As I alluded to in my last blog, the food in Paris is enough to make one fall in love with the city—and I ate enough to compensate for everyone who has never been. I now understand why people who visit keep coming back. Since I ate enough to produce what I’m referring to as a “food baby,” I will compare the experience of visiting France to giving birth.
- Excitement. You embark on your trip to France and you’re excited—you’ll be visiting a foreign country! It’s what you’ve been dreaming about and planning for years. You’ve toiled and slaved away to save money and waited for “the right time,” and now it’s upon you. You’re also a little nervous, but mostly excited.
- Fear. You arrive and realize you don’t speak the language and the signs are in French and announcements are in French and it doesn’t matter if you’ve taken lessons or traveled before, this is the reality: you are incapable and going to be the worst vacationer ever.

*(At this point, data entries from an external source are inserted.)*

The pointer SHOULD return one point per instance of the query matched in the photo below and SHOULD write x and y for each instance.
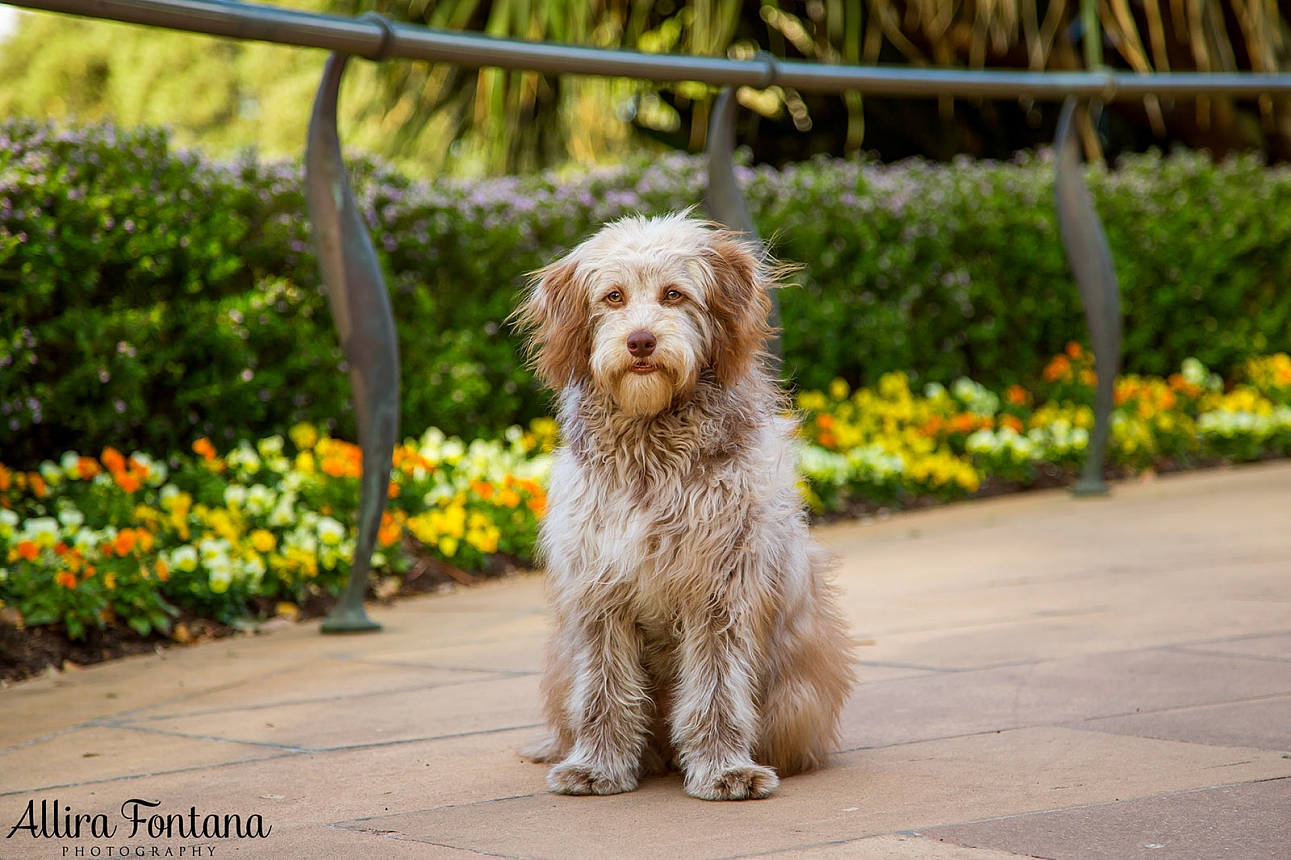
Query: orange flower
(1059, 368)
(204, 450)
(124, 541)
(112, 460)
(390, 530)
(127, 481)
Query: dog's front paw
(745, 783)
(582, 779)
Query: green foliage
(152, 298)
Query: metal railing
(356, 292)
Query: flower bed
(91, 541)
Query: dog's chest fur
(652, 509)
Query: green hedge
(151, 297)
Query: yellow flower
(304, 435)
(264, 540)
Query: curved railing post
(360, 309)
(723, 198)
(1090, 258)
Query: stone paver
(1042, 677)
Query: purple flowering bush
(151, 297)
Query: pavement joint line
(145, 730)
(283, 752)
(884, 664)
(345, 824)
(409, 664)
(957, 670)
(131, 778)
(1225, 654)
(400, 741)
(235, 709)
(41, 737)
(1072, 725)
(1169, 709)
(1103, 803)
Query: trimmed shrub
(151, 298)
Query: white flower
(185, 558)
(235, 496)
(269, 447)
(168, 495)
(41, 530)
(331, 532)
(85, 540)
(71, 518)
(1193, 372)
(220, 575)
(260, 499)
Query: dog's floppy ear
(554, 313)
(739, 302)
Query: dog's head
(644, 306)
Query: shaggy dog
(693, 625)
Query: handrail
(372, 38)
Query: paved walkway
(1042, 678)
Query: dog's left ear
(739, 304)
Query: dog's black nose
(640, 344)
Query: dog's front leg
(608, 700)
(714, 718)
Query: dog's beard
(644, 394)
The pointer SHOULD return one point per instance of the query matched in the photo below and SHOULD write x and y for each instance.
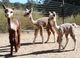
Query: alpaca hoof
(11, 54)
(46, 42)
(73, 49)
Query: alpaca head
(8, 11)
(51, 15)
(27, 12)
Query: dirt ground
(38, 50)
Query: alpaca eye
(6, 11)
(11, 12)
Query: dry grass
(38, 50)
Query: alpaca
(40, 24)
(52, 26)
(66, 29)
(13, 29)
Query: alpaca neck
(9, 21)
(31, 18)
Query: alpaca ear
(4, 6)
(54, 12)
(50, 12)
(27, 9)
(13, 8)
(32, 9)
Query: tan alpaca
(40, 24)
(66, 29)
(13, 28)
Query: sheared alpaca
(13, 28)
(66, 29)
(40, 24)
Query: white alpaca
(66, 29)
(40, 24)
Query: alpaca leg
(73, 37)
(49, 33)
(11, 43)
(59, 40)
(35, 34)
(41, 33)
(18, 32)
(16, 42)
(52, 30)
(66, 35)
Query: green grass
(25, 22)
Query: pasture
(38, 50)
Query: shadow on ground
(33, 53)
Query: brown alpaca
(66, 29)
(40, 24)
(13, 28)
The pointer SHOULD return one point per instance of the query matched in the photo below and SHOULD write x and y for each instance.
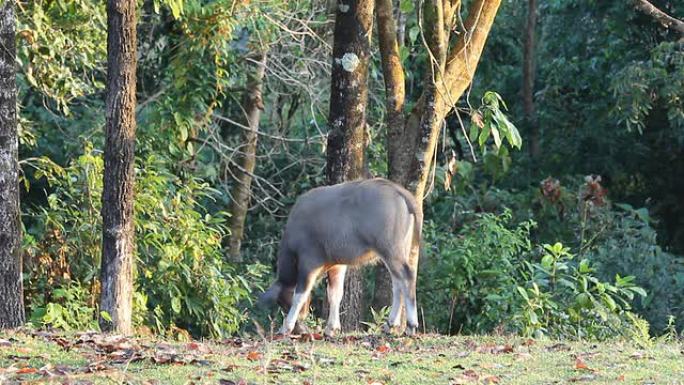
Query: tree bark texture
(528, 78)
(11, 289)
(412, 145)
(119, 158)
(389, 38)
(253, 105)
(347, 121)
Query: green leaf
(105, 316)
(584, 266)
(484, 134)
(413, 33)
(639, 291)
(474, 132)
(497, 138)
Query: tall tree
(528, 78)
(450, 70)
(253, 105)
(119, 157)
(347, 120)
(11, 290)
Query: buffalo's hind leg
(394, 319)
(409, 290)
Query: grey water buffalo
(349, 224)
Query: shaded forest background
(538, 240)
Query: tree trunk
(449, 83)
(119, 157)
(528, 79)
(11, 290)
(389, 37)
(253, 105)
(412, 144)
(347, 120)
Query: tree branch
(663, 18)
(393, 74)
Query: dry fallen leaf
(254, 356)
(26, 370)
(491, 380)
(581, 365)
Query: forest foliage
(584, 241)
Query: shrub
(561, 297)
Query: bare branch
(663, 18)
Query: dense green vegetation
(583, 240)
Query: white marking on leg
(411, 308)
(298, 301)
(395, 313)
(335, 293)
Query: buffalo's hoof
(300, 329)
(331, 332)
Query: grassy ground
(47, 358)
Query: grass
(45, 358)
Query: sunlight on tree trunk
(253, 105)
(528, 79)
(347, 121)
(389, 39)
(412, 144)
(11, 290)
(119, 158)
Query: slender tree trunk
(528, 78)
(347, 120)
(11, 289)
(450, 79)
(119, 157)
(412, 144)
(253, 105)
(389, 37)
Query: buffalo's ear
(268, 298)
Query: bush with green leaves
(561, 297)
(629, 243)
(471, 273)
(182, 280)
(491, 278)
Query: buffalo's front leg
(335, 291)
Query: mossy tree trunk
(412, 145)
(119, 157)
(11, 290)
(241, 192)
(347, 121)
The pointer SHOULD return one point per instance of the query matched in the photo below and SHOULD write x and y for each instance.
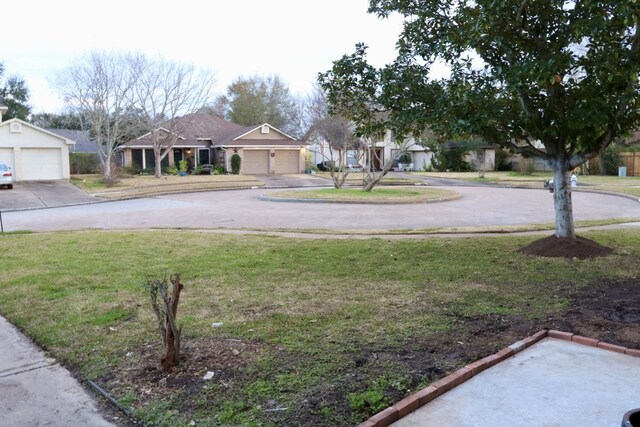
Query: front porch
(144, 159)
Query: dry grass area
(627, 185)
(309, 332)
(145, 185)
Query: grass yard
(377, 195)
(145, 185)
(627, 185)
(314, 332)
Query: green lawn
(377, 195)
(334, 322)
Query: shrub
(502, 160)
(83, 163)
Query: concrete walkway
(36, 391)
(552, 383)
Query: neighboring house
(385, 149)
(483, 157)
(208, 139)
(32, 152)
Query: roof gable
(9, 122)
(265, 126)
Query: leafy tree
(256, 100)
(554, 79)
(334, 136)
(14, 94)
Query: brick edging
(437, 388)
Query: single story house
(33, 153)
(388, 148)
(202, 139)
(83, 142)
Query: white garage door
(41, 163)
(255, 162)
(6, 157)
(287, 161)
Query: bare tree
(97, 89)
(164, 92)
(165, 306)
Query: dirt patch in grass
(557, 247)
(141, 372)
(374, 375)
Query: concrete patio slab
(554, 382)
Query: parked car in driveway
(6, 176)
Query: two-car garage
(263, 162)
(33, 153)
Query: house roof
(203, 130)
(84, 144)
(39, 129)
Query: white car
(6, 176)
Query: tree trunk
(158, 167)
(172, 353)
(562, 200)
(106, 172)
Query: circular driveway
(241, 209)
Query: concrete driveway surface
(36, 391)
(479, 206)
(42, 194)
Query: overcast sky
(294, 39)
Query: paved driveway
(479, 206)
(42, 194)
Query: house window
(177, 156)
(395, 155)
(137, 159)
(149, 159)
(204, 156)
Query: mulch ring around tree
(558, 247)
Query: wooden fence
(632, 162)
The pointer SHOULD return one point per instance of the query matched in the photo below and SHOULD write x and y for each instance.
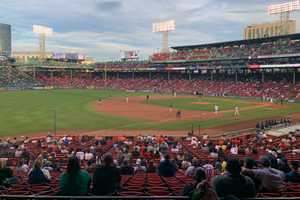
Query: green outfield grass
(33, 112)
(190, 103)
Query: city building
(25, 57)
(271, 29)
(5, 39)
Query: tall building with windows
(263, 30)
(5, 39)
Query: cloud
(101, 28)
(108, 6)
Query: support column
(71, 75)
(294, 77)
(34, 73)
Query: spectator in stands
(74, 182)
(294, 175)
(151, 168)
(126, 169)
(233, 182)
(80, 154)
(139, 167)
(5, 172)
(37, 175)
(199, 176)
(166, 168)
(271, 179)
(106, 178)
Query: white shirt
(88, 156)
(80, 155)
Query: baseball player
(216, 109)
(236, 111)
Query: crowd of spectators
(268, 91)
(242, 166)
(272, 123)
(232, 51)
(10, 77)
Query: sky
(103, 28)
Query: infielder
(216, 109)
(236, 111)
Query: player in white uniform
(216, 109)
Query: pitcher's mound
(201, 103)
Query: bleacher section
(283, 131)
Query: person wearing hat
(106, 178)
(199, 176)
(233, 182)
(271, 179)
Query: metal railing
(34, 197)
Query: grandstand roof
(238, 42)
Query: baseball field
(34, 112)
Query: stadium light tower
(43, 32)
(164, 28)
(284, 9)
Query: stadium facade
(5, 39)
(270, 29)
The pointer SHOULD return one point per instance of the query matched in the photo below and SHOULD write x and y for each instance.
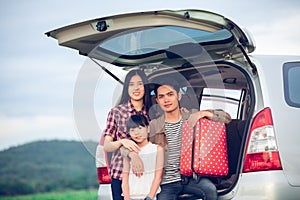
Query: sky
(39, 78)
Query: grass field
(67, 195)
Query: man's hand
(194, 117)
(136, 164)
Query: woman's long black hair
(125, 96)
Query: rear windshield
(291, 74)
(147, 40)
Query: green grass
(67, 195)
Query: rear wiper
(254, 69)
(107, 71)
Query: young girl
(133, 101)
(147, 185)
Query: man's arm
(125, 179)
(158, 172)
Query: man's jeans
(203, 189)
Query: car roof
(163, 37)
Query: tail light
(262, 152)
(103, 176)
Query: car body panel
(263, 185)
(287, 138)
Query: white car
(210, 57)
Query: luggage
(204, 149)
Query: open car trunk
(205, 52)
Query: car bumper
(263, 186)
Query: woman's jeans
(203, 189)
(116, 189)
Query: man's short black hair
(166, 81)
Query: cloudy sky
(38, 77)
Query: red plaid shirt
(116, 128)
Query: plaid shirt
(116, 128)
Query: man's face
(168, 98)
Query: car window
(228, 100)
(291, 74)
(143, 41)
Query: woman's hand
(130, 145)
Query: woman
(135, 97)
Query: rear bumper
(104, 192)
(262, 186)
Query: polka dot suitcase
(204, 149)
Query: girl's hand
(130, 145)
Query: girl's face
(136, 88)
(139, 134)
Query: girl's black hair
(136, 121)
(125, 96)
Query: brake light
(262, 152)
(103, 177)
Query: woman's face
(136, 88)
(139, 134)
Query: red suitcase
(204, 149)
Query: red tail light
(103, 177)
(262, 152)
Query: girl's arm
(125, 177)
(110, 145)
(158, 172)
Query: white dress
(140, 186)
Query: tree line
(46, 166)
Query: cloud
(19, 130)
(278, 36)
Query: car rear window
(141, 41)
(291, 74)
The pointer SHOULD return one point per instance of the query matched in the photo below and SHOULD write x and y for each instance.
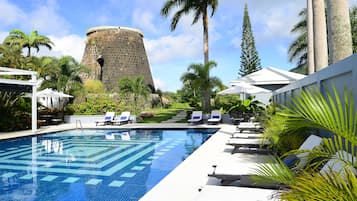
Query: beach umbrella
(244, 88)
(50, 94)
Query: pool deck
(184, 182)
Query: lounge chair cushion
(291, 160)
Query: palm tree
(11, 57)
(328, 112)
(33, 40)
(198, 77)
(297, 50)
(199, 7)
(65, 77)
(135, 89)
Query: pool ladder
(78, 122)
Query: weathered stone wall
(121, 53)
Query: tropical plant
(250, 61)
(12, 57)
(134, 90)
(197, 76)
(18, 38)
(94, 86)
(199, 7)
(248, 107)
(298, 48)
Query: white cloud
(46, 19)
(144, 20)
(159, 84)
(168, 48)
(70, 45)
(236, 41)
(10, 14)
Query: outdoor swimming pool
(95, 165)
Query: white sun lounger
(196, 117)
(123, 118)
(247, 135)
(232, 171)
(215, 117)
(250, 126)
(247, 143)
(108, 119)
(232, 193)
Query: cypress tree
(250, 61)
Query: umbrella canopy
(244, 88)
(49, 93)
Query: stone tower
(113, 53)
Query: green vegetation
(198, 78)
(310, 112)
(297, 51)
(199, 9)
(249, 59)
(57, 73)
(135, 92)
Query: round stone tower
(113, 53)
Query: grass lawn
(163, 114)
(159, 115)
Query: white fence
(342, 75)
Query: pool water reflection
(92, 164)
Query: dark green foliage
(298, 48)
(353, 17)
(98, 104)
(198, 78)
(14, 112)
(250, 61)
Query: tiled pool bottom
(92, 164)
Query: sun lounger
(247, 143)
(232, 171)
(196, 117)
(247, 135)
(108, 119)
(215, 117)
(232, 193)
(123, 118)
(333, 164)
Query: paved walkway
(179, 116)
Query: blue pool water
(92, 165)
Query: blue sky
(169, 53)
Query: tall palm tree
(135, 89)
(329, 112)
(339, 30)
(33, 40)
(298, 48)
(199, 7)
(65, 77)
(198, 76)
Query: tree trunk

- Suffering. There’s pain, to varying degrees. (Unlike going into labor, the “pain” here likely means you’re ignored or treated badly rather than enduring an orifice ripping open). These were the warnings you’d heard about from others and didn’t want to believe were true. “It won’t be that bad,” you thought. “They must have been doing something wrong.” Now you know they were right. This is going to be the longest trip ever and you just want to cry and go home.
- Anger. You wish to castrate someone. You loudly voice your displeasure or threaten to revoke all kindness for the rest of your life. NEVER AGAIN.
- Bliss. The food baby is born. You taste the warm camembert cheese over your balsamic-drizzled salad, the chicken in cream sauce that’s so tender you can cut it with a fork, the ice cream covered in warm chocolate atop a light, flaky pastry, and you think “I’ve never been so happy in all my life.”
- Amnesia. As soon as you’re home you’ve forgotten all the fear, pain, and anger, and all you want is to go back to France and have another food baby. Despite the fact that it’ll take ages to exercise and diet back into the shape, and you’re in the hole several of hundreds of dollars more than you anticipated,* it was worth it. It’s time to start saving for the next trip.
*High priority concerns after having a food baby, not a real one.
Between then and now, however, is Italy. It looks like I’ll be due for twins.
Awwie! Adorable!
Thank you! We are charming, aren’t we? 😛
Aww! Yes!
hahahahahahahahahahaha. It probably takes just as long to lose the food baby weight as the real post baby weight. Hips are never the same.
That’s not something I want to hear, Mom! Take it back!